Cumbes says Vaughan's comments 'despicable'
Jim Cumbes, the Lancashire chief executive, has described Michael Vaughan's criticism of Andrew Flintoff as "despicable".
In a wide-ranging interview with The Guardian Vaughan had said that Flintoff's drunken escapade after England's first match of the World Cup affected team morale. But Cumbes, who has watched Flintoff's progress through the Lancashire ranks, is furious at Vaughan's public criticism of England's talisman.
"I think it is completely out of order, I think it's despicable, I think it stinks against a guy (Flintoff) who has given blood for England these past three or four years," Cumbes said. "He was the talisman in the Ashes series in 2005...this fella has given blood for England and I think it is appalling he's been treated in this fashion."

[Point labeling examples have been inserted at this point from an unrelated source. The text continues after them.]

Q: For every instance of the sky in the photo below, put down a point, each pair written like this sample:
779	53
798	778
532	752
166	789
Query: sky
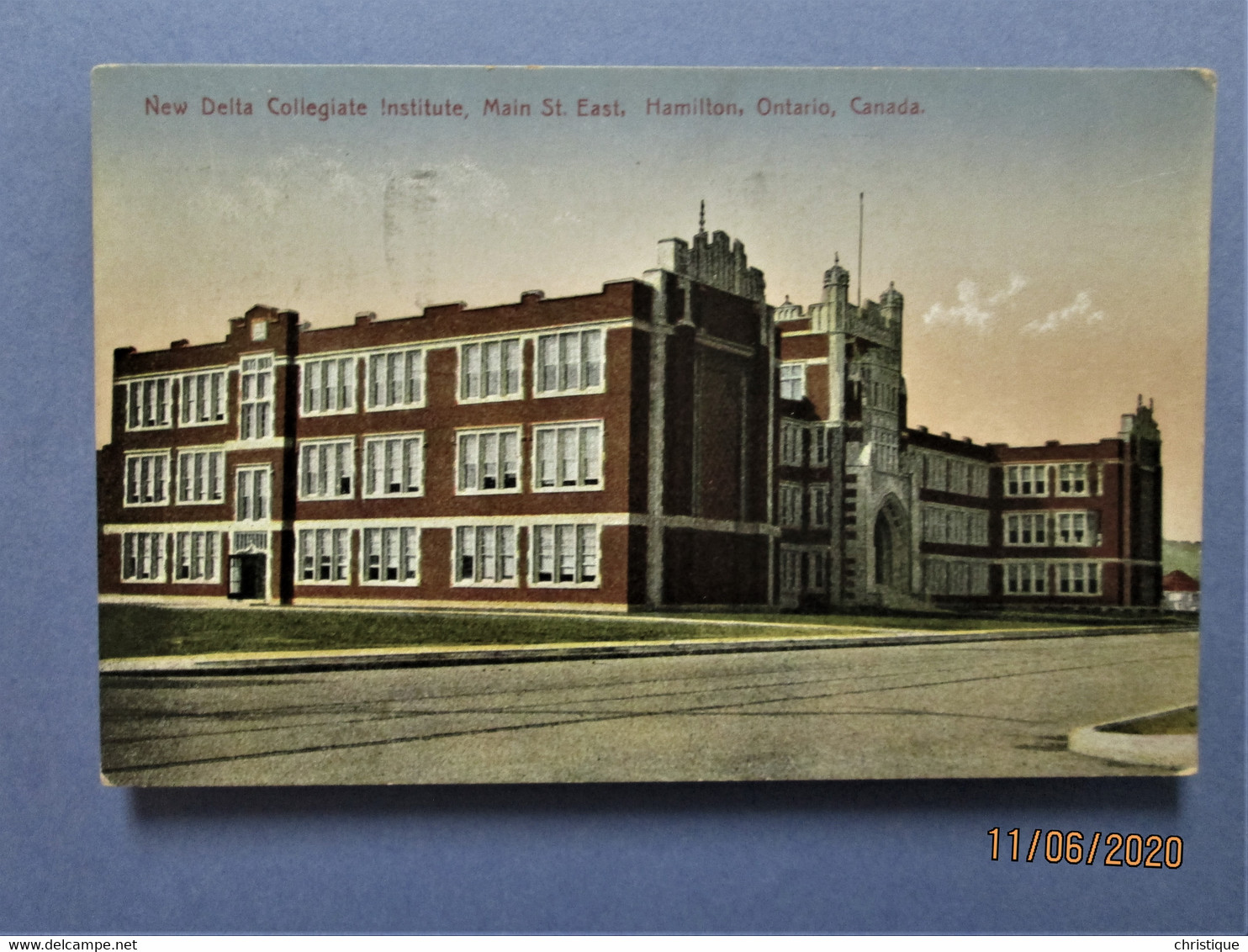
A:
1049	229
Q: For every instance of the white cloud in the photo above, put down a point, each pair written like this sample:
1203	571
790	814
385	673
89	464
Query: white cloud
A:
972	307
1080	309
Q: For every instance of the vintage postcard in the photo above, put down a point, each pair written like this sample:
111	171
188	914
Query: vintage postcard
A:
474	425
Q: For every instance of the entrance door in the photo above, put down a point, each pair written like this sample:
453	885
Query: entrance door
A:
247	577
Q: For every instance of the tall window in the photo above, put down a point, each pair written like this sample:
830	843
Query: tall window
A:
394	466
146	478
570	362
1078	578
486	554
325	555
1072	479
251	495
201	474
793	381
489	371
819	507
565	554
1026	529
327	469
256	399
203	399
196	557
489	461
329	386
147	403
391	555
142	557
1026	578
396	379
568	457
1026	480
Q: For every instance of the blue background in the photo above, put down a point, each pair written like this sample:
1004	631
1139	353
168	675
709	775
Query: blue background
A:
783	857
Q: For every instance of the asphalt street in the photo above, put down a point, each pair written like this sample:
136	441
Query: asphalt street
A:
975	709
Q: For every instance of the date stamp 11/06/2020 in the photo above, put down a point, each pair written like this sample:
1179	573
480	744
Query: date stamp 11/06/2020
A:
1152	851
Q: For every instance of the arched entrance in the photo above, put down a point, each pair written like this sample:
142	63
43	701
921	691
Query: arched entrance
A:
891	544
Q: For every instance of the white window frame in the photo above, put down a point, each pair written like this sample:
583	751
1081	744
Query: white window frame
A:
1026	529
154	558
559	345
322	547
378	466
587	458
1029	578
502	543
490	371
382	392
1072	479
200	553
1078	578
1029	479
793	381
257	373
206	392
252	516
133	477
479	484
327	386
195	479
150	392
820	512
572	552
335	461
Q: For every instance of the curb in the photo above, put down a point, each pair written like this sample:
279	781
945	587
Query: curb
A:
376	658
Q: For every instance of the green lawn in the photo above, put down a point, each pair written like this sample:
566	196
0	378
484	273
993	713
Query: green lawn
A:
144	630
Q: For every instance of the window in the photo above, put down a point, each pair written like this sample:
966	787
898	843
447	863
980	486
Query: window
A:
568	457
327	469
486	555
256	399
394	466
819	507
1025	578
791	505
391	555
489	371
1072	479
147	403
146	478
251	500
196	555
142	557
201	476
396	379
565	554
329	386
1026	529
203	399
325	555
1078	578
570	362
489	461
793	381
1026	480
791	444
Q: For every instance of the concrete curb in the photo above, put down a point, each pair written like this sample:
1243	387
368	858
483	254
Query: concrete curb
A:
1175	751
373	658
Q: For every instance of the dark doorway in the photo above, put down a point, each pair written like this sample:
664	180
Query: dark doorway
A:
247	577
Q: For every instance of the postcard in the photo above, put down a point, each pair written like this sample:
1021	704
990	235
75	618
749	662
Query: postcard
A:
516	425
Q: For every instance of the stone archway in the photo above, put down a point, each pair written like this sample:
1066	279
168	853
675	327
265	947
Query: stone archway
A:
891	547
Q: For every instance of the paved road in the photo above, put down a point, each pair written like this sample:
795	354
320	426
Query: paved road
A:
979	709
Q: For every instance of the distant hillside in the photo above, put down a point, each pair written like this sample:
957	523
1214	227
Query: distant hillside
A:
1185	555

Flintoff was stripped of the vice-captaincy and dropped for one game after a night of late drinking, which saw him ending up in a pedalo out in the sea in the early hours of the morning, after England's opening group game defeat against New Zealand in St Lucia in March. The incident was dubbed 'Fredalo' by the tabloids. And Vaughan said "those incidents are bound to affect team spirit. Suddenly you've got players who have no freedom left."
"Fred knows he stepped out of line," Cumbes said. "Everybody steps out of line from time to time. You just get on with it. You don't blast it out across the airwaves or into newspapers, particularly if it's something like this. You help your mates, you don't shoot them down."
Cumbes contrasted Vaughan's behaviour with that of Alex Ferguson, the manager of Manchester United, who is known for ensuring his criticism of players stays in-house.
"Up the road here, there are plenty of players who've played badly for him (Ferguson) over the years. I tell you what, the public doesn't know about it but the players certainly know about it."
Cumbes went on to say that Flintoff, sidelined after a third operation on his injured left ankle, may not attend the third Test - on his home ground at Old Trafford - given his state of mind after Vaughan's statements.
"Fred won't bear any malice because he's not that type of guy but clearly he will be hurt by it," Cumbes said. "Under normal circumstances Fred's a team man and he'll turn up for his team, come to show his support and keep the spirit in the dressing room going. He's going to find that difficult."
England, who lead the series 1-0, take on West Indies for the third Test on Thursday.